Joe Garagiola

With the latest report of the NFL’s negligence in addressing its brain injury problem, I turn happily to my sport. The 21st Baseball in Literature and Culture Conference is just a week away. It used to happen across the hall, a few steps from my office door. This year it’s going to take a little longer to get there, at its new venue 600 miles away in Kansas. But I wouldn’t miss it, my surest sign of Spring. I’m especially looking forward to revisiting the Negro Leagues Museum.

In my presentation I’m going to talk about the under-appreciated sagacity of the game’s greatest wits, mostly Satchel Paige (who, like Yogi, didn’t say everything he said) and Buck O’Neil (who did).
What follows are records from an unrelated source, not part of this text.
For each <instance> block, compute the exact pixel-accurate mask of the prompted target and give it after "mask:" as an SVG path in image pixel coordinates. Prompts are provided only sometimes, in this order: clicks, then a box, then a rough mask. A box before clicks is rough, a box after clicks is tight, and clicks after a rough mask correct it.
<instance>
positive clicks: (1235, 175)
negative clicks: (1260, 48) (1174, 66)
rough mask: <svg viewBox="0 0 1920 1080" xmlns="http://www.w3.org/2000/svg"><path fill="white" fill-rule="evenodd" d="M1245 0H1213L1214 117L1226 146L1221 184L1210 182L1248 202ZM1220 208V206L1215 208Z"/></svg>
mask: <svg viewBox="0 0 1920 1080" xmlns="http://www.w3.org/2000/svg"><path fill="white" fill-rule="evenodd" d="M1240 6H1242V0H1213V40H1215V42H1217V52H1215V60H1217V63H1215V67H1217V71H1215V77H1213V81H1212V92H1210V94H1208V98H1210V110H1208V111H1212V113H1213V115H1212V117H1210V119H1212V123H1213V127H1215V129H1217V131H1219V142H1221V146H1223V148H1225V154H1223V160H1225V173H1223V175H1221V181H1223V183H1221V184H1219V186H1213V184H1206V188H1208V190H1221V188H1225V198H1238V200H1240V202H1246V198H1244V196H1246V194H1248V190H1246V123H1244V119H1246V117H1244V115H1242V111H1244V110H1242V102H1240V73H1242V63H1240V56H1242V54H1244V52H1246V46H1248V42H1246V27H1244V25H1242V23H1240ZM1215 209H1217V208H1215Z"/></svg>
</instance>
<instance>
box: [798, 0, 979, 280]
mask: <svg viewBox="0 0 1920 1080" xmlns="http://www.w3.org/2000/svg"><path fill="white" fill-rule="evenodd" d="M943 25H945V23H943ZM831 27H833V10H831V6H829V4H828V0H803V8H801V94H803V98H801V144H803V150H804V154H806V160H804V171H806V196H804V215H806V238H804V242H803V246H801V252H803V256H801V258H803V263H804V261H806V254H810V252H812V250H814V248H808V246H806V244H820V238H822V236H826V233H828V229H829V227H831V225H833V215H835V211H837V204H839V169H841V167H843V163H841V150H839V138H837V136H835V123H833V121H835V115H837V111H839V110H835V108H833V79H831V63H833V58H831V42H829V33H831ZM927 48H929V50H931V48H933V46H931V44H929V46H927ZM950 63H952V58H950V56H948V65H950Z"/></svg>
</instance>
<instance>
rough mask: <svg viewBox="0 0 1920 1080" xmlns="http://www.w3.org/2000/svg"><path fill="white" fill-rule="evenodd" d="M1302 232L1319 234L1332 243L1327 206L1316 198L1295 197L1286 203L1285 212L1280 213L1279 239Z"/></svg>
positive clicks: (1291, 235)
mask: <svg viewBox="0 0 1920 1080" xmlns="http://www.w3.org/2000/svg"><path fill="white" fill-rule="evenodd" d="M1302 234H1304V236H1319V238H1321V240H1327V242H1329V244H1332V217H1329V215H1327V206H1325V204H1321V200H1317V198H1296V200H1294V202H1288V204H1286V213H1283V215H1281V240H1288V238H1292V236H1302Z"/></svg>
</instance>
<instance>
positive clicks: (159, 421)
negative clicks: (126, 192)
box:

That’s a lot of Kansas City, for an old St. Louisan like me, so I’m adding Yogi and his pal Joe Garagiola to the program. He just died at age 90, following his friend who also checked out at 90 in September. I’d love to believe they’ll both go on cracking wise on a heavenly Hill somewhere.

It was Joe, to whom Yogi instructed: “If you come to a fork in the road, take it.”

It was Joe who stoked the legend of Yogi. “Not only was I not the best catcher in the major leagues, I wasn’t even the best catcher on my street.”

Unlike Yogi, Joe played for lots of teams (“I went through baseball as a player to be named later”) including, naturally, the Cubs. “One thing you learned as a Cubs fan: when you bought you ticket, you could bank on seeing the bottom of the ninth.”

His debut in the Cardinals broadcast booth with Buck and Caray was a couple of years before my time, but I caught him later on countless Games of the Week, and on the Today show. He came across as a regular guy, genuine, self-effacing, and deceptively simple, an ideal complement for Vin Scully’s florid style. “Scully will describe the azure blue skies and the fluffy clouds and Old Glory blowing in center field, and he makes you feel like, ‘Let’s have a parade,’ ” he said. “He can put words together, and I’d come in and say, ‘All I know is the wind is blowing, and if the pitcher doesn’t have a good fastball or can’t spot it, he’ll be backing up third all day.’ ”

He received the Buck O’Neil Lifetime Achievement Award in 2014. He might have echoed Yogi’s pithiest Socratic truth – “In baseball you don’t know nothin'” – but he knew plenty.